The Scripture reports that God chose Abraham and established through him the ethnic group known to us as Jews, Israelites, or Hebrews. To a large degree their God, Yahweh, defined Hebrew culture. He entrusted to them Laws and practices through Moses, to set them apart from other cultures of the day. The Laws and practices entrusted to Israel relating to sexuality and sexual expression provide us with a window into the heart of God on this matter.

In the Hebrew culture of the Old Testament, sexual intercourse was clearly attached to the consummation of marriage. There were tests of virginity that became grounds for annulling a marriage (Deuteronomy 22:15-24). These tests were crude by our standards today. The point here is not to debate the relative accuracy of these tests. It is that the presence of such tests indicates that virginity was what the Hebrews expected to find in their spouse. This expectation was so strong that the term virgin came to be used simply to signify the unmarried (Lamentations 1:14,18; 2:10; Amos 8:13; Zechariah 9:17).

The term “adultery” was used of extra-marital sex. Adultery is forbidden in the Ten Commandments. The consistent testimony of the Old Testament regarding God’s opinion and desire is that sexual intercourse be practiced only within the bounds of marriage. Within marriage sexual expression between a husband and wife is not only permitted, it was regarded as something of sacred beauty (Proverbs 5:18-23).

The New Testament writers embraced this pattern that was established through the Old Testament writers. They held sex between husbands and their wives in high regard. A key verse in the teaching of the New Testament is Hebrews 13:4.

Let marriage be held in honor among all, and let the marriage bed be undefined, for God will judge the sexually immoral and adulterous. — Hebrews 13:4

It is typical of the rest of the New Testament in that it employs the term “fornication,” or in some versions “sexual immorality” for sexual activity outside of marriage. It forbids it. It employs the term “adultery” for extra-marital sexual activity and forbids it. It regards marriage as honorable, including the accompanying sexual intimacy.

The teaching of the Bible is simple and straightforward. Sexual expression between husband and wife in marriage is good, important, and blessed by God. Sexual expression outside of marriage is not His will for us.

When the sun sets, darkness comes slowly. It is our experience that informs us that it will not stay light long. It appears from the experiment of the last 50 years, that when this simple counsel of God regarding sex was set aside, the consequences were not immediately evident. Nothing immediately imploded. But the physical consequences soon came into view. The number of unwanted pregnancies began to grow, as did the number of babies born out of wedlock. The number of children born into poverty began to rise. Sexually transmitted diseases became epidemic. Experience tells us the consequences go beyond the physical ones. Emotional consequences are certainly present among many thousands who may have consented to sex, but for all the wrong reasons—for acceptance, love, pleasure, and companionship. Some consent through manipulation and deceit, others simply to belong or so as not to be left out. There is considerable wreckage out there that is being passed along to future generations because we have set aside God’s counsel on sex.

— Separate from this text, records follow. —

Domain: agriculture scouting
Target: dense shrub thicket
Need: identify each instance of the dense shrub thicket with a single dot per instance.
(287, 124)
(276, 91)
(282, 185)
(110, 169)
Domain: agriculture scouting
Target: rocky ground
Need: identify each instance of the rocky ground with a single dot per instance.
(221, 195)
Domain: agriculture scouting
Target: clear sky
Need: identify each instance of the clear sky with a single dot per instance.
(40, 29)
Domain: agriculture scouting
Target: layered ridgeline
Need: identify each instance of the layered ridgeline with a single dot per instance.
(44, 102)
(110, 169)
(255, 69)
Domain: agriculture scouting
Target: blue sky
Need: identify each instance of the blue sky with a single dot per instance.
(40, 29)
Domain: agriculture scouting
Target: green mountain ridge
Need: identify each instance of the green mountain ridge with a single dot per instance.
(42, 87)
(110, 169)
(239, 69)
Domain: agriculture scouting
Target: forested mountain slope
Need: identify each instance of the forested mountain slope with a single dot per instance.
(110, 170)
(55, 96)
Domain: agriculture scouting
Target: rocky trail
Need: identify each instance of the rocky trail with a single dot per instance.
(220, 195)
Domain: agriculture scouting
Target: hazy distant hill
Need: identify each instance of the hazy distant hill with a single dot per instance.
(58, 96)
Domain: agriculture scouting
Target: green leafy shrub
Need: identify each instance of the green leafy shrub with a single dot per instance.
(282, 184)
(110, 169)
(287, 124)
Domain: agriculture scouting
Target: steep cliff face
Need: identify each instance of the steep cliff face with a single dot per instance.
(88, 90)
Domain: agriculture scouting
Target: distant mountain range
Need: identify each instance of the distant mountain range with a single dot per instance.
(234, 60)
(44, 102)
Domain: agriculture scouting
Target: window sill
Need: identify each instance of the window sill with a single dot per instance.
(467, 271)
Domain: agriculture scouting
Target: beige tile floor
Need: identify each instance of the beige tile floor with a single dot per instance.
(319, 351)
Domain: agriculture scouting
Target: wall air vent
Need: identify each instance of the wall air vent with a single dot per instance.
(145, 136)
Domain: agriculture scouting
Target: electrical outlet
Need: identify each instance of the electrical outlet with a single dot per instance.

Our approach to sexuality is a faith issue. The essence of the matter is whom do we trust? Do we really wish to trust our own judgment over that of our Creator? When we function according to the design of God, we believe that life will “work” for us. And so we believe that there are great and significant dividends realized by all who abstain from sex until they are joined in marriage to the person of God’s choice. This is a faith exercise.